SHAP-valued explanations are additive, in the sense that you start out with some "expected value" for a prediction (usually based on the prior distribution of the training data), and then each feature contributes some amount to "push" the prediction in one direction or another. As such, SHAP importance values can be positive or negative.

Tree-based Model Explanations

To construct a Shapely-value predictor for a BigML model, one can use the ShapForest class:

from shapsplain.forest import ShapForest

forest = ShapForest(model)

where model is a dictionary containing the JSON model downloaded from BigML. To make a prediction with the model, one can use the predict method:

forest.predict({'petal length': 4.2, 'sepal length': 0.2})

If this is an anomaly detector, for example, this will output a list with a single value:

[0.8785773]

To get an explanation with the prediction, pass the optional argument explanation=True.

forest.predict({'petal length': 4.2, 'sepal length': 0.2}, explanation=True)

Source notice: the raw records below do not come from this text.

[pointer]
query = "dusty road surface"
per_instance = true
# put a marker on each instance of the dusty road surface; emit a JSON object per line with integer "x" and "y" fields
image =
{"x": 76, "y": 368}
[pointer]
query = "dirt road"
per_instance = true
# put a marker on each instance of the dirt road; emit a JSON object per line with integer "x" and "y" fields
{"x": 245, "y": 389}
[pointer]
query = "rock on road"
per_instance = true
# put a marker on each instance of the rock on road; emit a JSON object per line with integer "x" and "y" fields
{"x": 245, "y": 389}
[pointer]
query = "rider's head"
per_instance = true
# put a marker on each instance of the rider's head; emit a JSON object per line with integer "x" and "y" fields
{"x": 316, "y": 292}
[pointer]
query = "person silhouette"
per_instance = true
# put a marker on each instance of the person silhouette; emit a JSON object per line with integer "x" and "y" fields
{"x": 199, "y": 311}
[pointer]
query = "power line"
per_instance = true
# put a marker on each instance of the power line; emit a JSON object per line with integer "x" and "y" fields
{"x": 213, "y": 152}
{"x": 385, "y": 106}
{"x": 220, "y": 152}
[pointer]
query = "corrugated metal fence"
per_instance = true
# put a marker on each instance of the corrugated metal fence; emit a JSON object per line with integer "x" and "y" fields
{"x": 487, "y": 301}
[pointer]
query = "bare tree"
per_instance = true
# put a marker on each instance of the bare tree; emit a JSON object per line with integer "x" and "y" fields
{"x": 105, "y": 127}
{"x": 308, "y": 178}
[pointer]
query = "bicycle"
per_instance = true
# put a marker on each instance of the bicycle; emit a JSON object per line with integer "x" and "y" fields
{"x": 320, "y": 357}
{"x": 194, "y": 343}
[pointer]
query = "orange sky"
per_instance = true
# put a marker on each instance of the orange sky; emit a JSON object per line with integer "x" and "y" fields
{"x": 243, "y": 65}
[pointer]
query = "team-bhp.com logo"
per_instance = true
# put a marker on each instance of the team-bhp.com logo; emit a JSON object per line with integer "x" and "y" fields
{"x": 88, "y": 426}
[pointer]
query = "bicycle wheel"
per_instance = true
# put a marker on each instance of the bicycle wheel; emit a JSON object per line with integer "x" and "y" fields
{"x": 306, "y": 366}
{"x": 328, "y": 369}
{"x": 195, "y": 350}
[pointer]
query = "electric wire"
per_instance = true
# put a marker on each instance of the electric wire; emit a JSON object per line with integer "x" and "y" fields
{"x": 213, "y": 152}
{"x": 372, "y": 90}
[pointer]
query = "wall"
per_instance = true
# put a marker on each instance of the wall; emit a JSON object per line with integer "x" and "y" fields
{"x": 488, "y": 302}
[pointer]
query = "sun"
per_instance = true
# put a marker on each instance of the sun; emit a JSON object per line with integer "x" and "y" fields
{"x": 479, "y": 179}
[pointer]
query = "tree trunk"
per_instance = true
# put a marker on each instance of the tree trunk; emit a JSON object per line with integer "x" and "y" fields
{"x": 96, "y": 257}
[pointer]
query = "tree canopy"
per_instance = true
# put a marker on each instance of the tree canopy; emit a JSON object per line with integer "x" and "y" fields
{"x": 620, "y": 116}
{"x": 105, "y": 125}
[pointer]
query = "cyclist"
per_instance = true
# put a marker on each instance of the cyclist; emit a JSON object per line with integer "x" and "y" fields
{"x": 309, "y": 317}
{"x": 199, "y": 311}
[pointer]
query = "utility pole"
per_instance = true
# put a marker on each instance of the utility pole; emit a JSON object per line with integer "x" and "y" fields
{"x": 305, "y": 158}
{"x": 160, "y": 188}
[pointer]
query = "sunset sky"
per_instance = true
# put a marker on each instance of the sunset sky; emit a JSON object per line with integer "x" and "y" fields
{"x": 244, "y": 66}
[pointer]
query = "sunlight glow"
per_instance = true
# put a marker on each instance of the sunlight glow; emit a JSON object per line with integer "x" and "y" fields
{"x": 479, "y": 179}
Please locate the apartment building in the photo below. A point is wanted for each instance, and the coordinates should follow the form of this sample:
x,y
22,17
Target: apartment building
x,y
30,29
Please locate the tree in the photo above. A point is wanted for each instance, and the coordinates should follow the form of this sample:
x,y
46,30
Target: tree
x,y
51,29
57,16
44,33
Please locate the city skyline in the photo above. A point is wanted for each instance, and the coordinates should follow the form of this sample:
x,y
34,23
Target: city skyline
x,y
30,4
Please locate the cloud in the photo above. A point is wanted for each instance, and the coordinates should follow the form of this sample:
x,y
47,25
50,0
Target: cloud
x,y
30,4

The value returned from this call is a list, with one element per class for classification models, or a single element for regression models and anomaly detectors. In the inner lists, The first value is the prediction. Subsequent values are the importance factors for each feature in the model, ordered by absolute importance value.

[
    [
        0.8785772973680668,
        ["000003", 0.10580323276121423],
        ["000004", 0.12349988309753568],
        ["000001", 0.1452021495824386],
        ["000000", 0.034717729468588754],
        ["000002", 0.029713614812585054]
    ]
]

Subtracting all of these importances from the prediction will give a "baseline" score for the model on its training data. You can see from the importances above that the two provided values for the model are far less important than the missing values for "petal width", "sepal width", and "species", as there were no missing values in training.

In general, these importance values may be positive or negative, depending on their overall impact on the prediction. For example, let's generate an explanation for an "Iris" model prediction for one of the "Iris-setosa" instances.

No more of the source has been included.